Poker Ace Phil Ivey Loses Appeal In £7.7m Supreme Court Appeal
Professional poker player Phil Ivey has lost his appeal to the London Supreme court to recover his £7.7million from the Crockfords Club in Mayfair in 2012.
Ivey was playing a version of baccarat called Punto Banco. He was accused of using an illegal strategy called edge-sorting which according to the owners of Crockfords Club, Owner Genting Casinos UK not legitimate.
On Wednesday a unanimous decision by five justices held up the majority decision of the Court of Appeal. The technique of edge-sorting is a system which involves identifying the tiny differences on the pattern on the reverse of playing cars. This information is then used to exploit and increase the chances of winning. It is alleged that Ivey persuaded the croupier to rotate the cards based on the notion that he was superstitious. Ivey himself never touched the cards.
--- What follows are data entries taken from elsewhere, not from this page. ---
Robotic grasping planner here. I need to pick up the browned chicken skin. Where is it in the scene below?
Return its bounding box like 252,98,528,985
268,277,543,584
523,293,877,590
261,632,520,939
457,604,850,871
According to Lady Justice Arden there was no doubt that the action of Ivey and another gambler Cheung Yin Sun did in fact interfere with the process of the game and that the intervention was considered as an act of cheating.
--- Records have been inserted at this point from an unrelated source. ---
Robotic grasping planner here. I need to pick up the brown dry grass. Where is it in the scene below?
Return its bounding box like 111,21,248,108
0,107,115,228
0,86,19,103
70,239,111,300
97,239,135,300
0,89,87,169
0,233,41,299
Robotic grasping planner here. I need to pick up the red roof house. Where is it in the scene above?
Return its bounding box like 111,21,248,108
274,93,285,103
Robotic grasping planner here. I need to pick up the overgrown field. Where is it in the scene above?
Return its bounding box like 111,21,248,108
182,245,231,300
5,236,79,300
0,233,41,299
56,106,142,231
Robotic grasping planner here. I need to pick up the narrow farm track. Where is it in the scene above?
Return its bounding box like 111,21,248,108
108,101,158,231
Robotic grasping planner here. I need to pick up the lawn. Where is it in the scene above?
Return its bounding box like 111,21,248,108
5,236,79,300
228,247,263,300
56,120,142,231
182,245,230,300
Lord Hughes also pointed out that under the rules of Punto Banco there is an essential element of the game which must remain pure chance with the cards delivered entirely randomly and unknown to the punters. He said Ivey went on to stage a carefully planned and executed strategy.
Hughes did not mince his words and said,” He accomplished exactly the same result through the unwitting but directed actions of the croupier, tricking her into thinking that what she did was irrelevant. That it was clever and skillful, and must have involved remarkably sharp eyes, cannot alter that truth.”